Attaque du 7 octobre : les manifestations étudiantes sont-elles contraires aux principes de neutralité et de laïcité ?
Dernière modification : 11 octobre 2024
Auteur : Guillaume Baticle, doctorant en droit public à l’Université de Poitiers
Relecteur : Jean-Paul Markus, professeur de droit public, Université Paris-Saclay
Liens d’intérêts ou fonctions politiques déclarés des intervenants à l’article : aucun
Secrétariat de rédaction : Maylis Ygrand, journaliste
Source : Communiqué de Patrick Hetzel, ministre de l’Enseignement supérieur et de la Recherche, le 4 octobre 2024
Les principes de neutralité et de laïcité ne s’appliquent pas aux usagers du service public d’enseignement supérieur que sont les étudiants. Ces derniers peuvent exprimer des idées politiques ou religieuses dans la mesure où cette expression ne trouble pas le bon fonctionnement des enseignements.

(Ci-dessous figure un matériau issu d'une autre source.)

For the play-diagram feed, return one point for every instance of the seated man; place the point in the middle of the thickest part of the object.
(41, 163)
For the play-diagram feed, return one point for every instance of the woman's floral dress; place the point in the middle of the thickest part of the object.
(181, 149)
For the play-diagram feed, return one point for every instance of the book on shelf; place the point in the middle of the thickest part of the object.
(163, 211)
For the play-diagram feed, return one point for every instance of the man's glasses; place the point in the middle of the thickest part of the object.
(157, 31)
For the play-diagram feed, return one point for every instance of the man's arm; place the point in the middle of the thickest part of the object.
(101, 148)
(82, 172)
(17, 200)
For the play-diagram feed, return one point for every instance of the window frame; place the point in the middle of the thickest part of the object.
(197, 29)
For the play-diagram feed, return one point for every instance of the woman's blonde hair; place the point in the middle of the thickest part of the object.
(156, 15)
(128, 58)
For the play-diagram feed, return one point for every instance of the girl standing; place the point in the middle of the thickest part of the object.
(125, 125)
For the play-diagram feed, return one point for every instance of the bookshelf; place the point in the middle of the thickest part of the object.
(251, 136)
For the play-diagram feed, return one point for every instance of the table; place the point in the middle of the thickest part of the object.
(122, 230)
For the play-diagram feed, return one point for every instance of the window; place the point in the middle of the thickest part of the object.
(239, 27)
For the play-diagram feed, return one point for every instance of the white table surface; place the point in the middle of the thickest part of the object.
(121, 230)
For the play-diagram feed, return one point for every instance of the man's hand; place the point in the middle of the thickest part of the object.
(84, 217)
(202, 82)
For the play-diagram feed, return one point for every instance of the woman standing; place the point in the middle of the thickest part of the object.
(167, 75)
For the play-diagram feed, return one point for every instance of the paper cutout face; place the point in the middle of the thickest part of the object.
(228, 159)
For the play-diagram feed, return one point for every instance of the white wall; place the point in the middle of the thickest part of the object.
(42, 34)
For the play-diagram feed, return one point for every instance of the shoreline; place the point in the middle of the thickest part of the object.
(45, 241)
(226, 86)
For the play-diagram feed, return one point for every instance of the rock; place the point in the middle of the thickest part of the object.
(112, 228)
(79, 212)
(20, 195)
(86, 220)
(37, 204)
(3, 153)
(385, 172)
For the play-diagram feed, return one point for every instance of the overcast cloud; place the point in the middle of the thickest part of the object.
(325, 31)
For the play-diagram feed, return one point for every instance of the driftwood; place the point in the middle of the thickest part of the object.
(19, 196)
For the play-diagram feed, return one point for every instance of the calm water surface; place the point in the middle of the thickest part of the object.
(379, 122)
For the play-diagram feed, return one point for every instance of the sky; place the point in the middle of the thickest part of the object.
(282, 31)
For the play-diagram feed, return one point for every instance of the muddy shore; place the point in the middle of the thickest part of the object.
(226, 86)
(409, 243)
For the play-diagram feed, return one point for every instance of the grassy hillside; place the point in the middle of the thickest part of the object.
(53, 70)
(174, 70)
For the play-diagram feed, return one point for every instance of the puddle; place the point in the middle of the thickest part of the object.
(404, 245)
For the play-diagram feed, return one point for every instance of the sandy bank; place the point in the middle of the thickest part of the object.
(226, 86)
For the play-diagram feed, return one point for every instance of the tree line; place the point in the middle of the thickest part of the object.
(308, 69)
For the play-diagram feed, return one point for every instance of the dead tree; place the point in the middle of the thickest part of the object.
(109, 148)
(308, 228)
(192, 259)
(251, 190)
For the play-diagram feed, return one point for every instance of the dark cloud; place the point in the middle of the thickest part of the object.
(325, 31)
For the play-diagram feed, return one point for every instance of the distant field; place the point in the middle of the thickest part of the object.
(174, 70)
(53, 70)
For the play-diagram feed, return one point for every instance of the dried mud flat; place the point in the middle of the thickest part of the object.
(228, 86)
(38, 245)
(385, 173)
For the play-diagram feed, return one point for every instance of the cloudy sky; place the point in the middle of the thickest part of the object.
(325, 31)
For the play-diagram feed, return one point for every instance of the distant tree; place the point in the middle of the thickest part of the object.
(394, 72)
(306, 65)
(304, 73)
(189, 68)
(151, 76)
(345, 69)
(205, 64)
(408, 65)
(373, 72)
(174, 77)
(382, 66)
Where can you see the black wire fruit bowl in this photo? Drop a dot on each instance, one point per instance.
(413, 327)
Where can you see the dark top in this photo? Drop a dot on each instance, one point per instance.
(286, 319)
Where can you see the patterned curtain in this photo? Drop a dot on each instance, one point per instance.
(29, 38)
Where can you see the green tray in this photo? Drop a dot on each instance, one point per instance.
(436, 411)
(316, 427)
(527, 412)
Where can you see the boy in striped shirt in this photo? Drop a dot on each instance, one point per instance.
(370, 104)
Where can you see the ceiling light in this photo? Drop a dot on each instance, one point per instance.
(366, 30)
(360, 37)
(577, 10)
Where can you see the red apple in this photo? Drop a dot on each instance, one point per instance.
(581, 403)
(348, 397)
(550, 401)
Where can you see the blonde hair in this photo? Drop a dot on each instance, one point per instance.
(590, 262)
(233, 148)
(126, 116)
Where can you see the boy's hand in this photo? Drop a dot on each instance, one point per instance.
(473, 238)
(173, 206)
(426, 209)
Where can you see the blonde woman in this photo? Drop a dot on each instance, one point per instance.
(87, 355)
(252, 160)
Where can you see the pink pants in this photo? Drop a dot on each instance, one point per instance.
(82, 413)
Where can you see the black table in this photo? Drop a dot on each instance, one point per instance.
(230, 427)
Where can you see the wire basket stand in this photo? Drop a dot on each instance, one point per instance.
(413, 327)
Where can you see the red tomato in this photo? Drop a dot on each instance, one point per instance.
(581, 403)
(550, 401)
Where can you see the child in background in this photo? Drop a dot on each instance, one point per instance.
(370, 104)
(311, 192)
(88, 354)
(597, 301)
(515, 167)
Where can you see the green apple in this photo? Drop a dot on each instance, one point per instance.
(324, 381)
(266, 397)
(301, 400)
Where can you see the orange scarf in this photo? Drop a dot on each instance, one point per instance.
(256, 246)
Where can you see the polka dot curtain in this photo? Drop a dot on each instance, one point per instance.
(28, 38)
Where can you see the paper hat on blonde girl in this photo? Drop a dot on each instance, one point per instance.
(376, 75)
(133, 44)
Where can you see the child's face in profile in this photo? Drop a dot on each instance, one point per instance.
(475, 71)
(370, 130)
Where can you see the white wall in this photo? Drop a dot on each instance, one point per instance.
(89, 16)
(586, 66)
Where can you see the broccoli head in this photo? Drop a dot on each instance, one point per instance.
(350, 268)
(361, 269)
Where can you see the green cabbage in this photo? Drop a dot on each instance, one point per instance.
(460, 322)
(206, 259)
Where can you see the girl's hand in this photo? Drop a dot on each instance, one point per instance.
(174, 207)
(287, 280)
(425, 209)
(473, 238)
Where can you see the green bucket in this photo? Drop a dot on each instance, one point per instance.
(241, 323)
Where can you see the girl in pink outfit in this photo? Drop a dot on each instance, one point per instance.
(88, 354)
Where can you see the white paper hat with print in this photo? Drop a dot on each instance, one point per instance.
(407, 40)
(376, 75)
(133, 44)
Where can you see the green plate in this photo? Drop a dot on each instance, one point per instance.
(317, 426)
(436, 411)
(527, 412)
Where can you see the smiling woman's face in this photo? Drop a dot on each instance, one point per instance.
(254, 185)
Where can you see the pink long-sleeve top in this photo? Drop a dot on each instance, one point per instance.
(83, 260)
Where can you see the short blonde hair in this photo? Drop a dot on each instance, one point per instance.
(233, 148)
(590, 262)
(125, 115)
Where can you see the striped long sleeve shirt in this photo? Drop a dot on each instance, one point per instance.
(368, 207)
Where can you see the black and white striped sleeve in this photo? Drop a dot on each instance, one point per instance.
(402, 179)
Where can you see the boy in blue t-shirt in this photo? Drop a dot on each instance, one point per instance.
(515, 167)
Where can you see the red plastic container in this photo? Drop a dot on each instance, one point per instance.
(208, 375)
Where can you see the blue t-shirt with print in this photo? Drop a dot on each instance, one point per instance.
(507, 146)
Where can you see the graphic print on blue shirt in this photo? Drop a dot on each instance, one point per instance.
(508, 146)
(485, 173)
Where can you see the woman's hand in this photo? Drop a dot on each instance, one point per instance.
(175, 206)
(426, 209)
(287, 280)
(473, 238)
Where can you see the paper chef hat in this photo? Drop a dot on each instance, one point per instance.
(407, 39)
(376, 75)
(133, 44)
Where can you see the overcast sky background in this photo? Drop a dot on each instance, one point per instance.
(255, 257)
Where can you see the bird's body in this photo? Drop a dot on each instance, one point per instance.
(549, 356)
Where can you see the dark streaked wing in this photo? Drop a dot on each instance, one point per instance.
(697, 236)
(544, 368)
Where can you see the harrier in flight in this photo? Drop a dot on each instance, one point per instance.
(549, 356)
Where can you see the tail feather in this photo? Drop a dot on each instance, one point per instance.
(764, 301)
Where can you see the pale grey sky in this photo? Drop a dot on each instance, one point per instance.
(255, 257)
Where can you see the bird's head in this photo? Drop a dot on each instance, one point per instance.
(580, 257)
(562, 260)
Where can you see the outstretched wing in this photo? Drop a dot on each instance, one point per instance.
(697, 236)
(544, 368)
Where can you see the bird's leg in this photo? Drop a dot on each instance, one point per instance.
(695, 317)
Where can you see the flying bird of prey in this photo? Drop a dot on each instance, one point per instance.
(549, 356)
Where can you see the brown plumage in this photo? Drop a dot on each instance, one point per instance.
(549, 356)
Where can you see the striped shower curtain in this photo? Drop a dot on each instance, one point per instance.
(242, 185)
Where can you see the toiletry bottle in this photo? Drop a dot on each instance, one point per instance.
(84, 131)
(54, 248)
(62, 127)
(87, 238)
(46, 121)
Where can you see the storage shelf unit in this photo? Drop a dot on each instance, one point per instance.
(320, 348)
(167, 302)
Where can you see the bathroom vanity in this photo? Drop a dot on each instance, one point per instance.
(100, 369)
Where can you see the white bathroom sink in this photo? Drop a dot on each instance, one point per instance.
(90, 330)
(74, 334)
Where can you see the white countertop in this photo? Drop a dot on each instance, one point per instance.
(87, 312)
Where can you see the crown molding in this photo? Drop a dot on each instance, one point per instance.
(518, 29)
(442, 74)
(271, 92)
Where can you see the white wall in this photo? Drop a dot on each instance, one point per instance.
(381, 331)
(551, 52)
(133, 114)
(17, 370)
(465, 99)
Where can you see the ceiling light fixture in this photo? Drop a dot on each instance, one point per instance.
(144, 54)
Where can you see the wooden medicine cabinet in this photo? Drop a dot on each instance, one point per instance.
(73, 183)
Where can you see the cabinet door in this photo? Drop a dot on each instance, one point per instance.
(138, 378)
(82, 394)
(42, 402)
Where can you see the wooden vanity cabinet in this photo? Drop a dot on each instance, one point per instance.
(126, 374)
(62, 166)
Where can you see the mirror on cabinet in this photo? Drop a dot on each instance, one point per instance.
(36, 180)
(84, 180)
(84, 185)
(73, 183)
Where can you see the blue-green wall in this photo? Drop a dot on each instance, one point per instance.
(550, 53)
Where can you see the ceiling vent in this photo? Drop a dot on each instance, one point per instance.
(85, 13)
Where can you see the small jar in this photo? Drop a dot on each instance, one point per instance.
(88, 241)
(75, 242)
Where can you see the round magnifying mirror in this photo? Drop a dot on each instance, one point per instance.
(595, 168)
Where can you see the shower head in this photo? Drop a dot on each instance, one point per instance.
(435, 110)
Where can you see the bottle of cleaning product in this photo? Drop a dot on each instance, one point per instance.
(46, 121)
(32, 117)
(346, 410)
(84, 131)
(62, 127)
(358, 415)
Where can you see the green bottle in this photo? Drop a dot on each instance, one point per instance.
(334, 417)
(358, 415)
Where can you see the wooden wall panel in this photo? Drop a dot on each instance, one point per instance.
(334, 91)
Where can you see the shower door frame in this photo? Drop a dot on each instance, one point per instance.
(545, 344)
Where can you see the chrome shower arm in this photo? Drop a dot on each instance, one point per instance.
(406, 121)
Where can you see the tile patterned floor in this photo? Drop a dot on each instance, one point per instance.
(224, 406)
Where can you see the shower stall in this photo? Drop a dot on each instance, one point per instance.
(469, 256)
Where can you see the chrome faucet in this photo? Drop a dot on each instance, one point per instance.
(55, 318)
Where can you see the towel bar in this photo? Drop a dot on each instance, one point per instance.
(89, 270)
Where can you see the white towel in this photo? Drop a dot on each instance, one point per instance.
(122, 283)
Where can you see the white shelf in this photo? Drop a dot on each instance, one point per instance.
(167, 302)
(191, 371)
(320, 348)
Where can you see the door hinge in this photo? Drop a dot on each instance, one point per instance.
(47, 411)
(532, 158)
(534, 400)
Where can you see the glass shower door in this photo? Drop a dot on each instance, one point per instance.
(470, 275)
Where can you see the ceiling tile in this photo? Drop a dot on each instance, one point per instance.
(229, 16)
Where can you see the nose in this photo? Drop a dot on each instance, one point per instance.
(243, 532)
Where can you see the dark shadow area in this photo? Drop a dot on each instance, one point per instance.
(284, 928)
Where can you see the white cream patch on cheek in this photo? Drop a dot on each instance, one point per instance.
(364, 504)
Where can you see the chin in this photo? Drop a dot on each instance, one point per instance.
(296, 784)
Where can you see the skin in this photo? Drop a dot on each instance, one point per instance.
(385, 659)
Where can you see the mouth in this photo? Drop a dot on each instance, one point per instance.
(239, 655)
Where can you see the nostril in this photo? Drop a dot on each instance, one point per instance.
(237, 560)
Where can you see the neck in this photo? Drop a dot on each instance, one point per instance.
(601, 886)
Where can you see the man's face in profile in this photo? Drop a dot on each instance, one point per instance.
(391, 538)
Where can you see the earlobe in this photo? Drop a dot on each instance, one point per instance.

En réponse à des manifestations étudiantes en soutien à la Palestine, qui ont eu lieu dans plusieurs établissements, dont Sciences Po Paris, le ministre fraîchement nommé de l’Enseignement supérieur et de la Recherche, Patrick Hetzel, a publié un communiqué dans lequel il condamne les actions au sein des universités, « qui vont à l’encontre des principes de neutralité et de laïcité du service public de l’enseignement supérieur ». Mais le ministère n’applique pas ces principes aux bonnes personnes.
Le communiqué du ministère s’appuie sur l’article L141-6 du Code de l’éducation qui prévoit que « le service public de l’enseignement supérieur est laïque et indépendant de toute emprise politique, économique, religieuse ou idéologique ». Un rappel du principe de neutralité qui régit le service public, sa direction et ses agents.
Des principes qui ne s’appliquent pas aux étudiants
Ce que le ministère omet de dire, c’est que cette obligation de neutralité (et de laïcité, bien qu’il soit difficile de faire un lien entre ces manifestations et la religion) ne s’applique pas aux usagers du service public d’enseignement supérieur, ici les étudiants.
D’ailleurs l’article L811-1 du Code de l’éducation leur octroie une « liberté d’information et d’expression à l’égard des problèmes politiques, économiques, sociaux et culturels ». Le Conseil d’État a pu rappeler cet état du droit dans une décision de 1996.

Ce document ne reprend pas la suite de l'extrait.